Life Legal Defense Foundation has published the following fact sheet about the potential troubles with S.B. 1338, which provides reasons why the group believes the public records disclosure is necessary:
- No independent academic involvement or peer review: The project was orchestrated not by an independent academic source but by vested interest agents at UCSF’s Bixby Center for Global Reproductive Health, directed by Dr. Philip Darney. The Bixby Center itself was the beneficiary of project funds. The California Nurses Association has objected that there was no independent peer review of this project
- Dubious funding: The project to train non-physician abortionists was primarily financed by a major ($3.5 million) donor whom UCSF refuses to identify. Why is this donor being kept anonymous? Will it be an embarrassment to the Legislature if/when the identity of the donor who effectively paid for this law is revealed? As to Project expenditures, UCSF/Bixby Center has NOT provided an accounting for two-thirds of the $3.9 million collected for the project, despite a Public Records Act request.
- Bad policy, bad law: S.B.1338 has now been narrowed so that only the 41 persons who participated in the project will get the benefit of legal protection from prosecution. It is illegal for non-physicians in California to perform surgical abortion. S.B.1338 elevates this one privately and anonymously funded project, HWPP #171, to the status of a state policy, determining who is and is not guilty of a crime. This is a bad way to make law.
- No professional oversight: Neither the Medical Board of California nor the Nursing Board had any oversight of the project.

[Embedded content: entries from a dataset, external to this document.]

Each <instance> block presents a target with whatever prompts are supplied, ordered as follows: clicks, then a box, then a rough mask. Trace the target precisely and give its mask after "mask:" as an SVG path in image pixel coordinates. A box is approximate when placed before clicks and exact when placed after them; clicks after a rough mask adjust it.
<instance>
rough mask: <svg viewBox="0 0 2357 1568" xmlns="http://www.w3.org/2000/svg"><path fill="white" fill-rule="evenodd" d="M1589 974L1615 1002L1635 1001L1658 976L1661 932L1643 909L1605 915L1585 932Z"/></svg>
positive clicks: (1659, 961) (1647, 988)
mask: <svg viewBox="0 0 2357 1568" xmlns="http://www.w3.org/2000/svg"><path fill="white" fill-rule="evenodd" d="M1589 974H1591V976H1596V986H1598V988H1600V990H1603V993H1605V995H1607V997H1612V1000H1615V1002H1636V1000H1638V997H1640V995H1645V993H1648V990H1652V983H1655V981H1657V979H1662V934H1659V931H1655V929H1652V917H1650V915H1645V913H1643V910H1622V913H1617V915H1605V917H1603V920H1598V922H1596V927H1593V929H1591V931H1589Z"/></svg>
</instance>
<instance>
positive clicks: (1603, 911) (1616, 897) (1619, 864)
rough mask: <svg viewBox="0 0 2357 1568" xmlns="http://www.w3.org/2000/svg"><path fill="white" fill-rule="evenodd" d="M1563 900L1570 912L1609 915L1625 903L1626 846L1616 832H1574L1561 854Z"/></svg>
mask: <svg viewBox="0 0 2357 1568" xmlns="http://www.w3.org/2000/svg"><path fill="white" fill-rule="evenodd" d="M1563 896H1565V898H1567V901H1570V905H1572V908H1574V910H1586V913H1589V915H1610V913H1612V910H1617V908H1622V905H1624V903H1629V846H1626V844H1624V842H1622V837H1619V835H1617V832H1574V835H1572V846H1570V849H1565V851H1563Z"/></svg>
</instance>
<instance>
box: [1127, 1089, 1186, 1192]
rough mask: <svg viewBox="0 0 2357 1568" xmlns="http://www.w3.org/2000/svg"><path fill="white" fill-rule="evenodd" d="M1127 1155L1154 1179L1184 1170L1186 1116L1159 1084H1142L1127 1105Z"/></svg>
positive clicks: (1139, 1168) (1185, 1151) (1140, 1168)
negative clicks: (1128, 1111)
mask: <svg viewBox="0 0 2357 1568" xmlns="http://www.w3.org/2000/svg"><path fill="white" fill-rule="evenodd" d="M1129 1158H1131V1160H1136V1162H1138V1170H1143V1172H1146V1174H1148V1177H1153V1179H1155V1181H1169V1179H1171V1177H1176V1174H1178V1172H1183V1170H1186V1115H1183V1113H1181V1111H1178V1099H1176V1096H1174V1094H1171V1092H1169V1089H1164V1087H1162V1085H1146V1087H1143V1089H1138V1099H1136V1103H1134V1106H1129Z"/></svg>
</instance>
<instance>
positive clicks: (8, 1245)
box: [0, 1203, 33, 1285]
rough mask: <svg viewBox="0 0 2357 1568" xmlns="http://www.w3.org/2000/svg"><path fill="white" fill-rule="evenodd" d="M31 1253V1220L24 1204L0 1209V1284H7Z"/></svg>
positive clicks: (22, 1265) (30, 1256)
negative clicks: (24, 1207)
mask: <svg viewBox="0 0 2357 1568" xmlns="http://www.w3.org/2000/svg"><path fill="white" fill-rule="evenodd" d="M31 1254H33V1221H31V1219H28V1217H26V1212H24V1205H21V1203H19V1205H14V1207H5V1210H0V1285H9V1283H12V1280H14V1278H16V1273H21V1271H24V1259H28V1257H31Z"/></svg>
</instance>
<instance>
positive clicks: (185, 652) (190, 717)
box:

- Greater harm to girls and women, including increased complications: The project reported in December 2011 an 80 percent increase in complications when non-physicians performed surgical abortions. No explanation was given as to why complications increased. They reported that these complications included “incomplete abortion, failed abortion, hemorrhage/excessive bleeding, hematometra, infection, cervical injury, and uterine perforation. The non-physicians had a reported 141 total complications for women while the physicians had 78 complications.
- Lack of physician oversight for contraindicated conditions: The project reported that several hundred of the patients sampled were deemed ineligible to participate in the project by the supervising physicians, because of various conditions including medical abnormalities and incomplete surgical or medication abortions. Under S.B. 1338, there will be no “supervising physician” to screen out these at-risk patients.
- Merely one week of training: According to the project’s “Early Abortion Training Workbook,” the entire training period for each non-physician abortionist was only “2-5 days of simulated and hands on training” to perform 20-50 first trimester surgical abortions.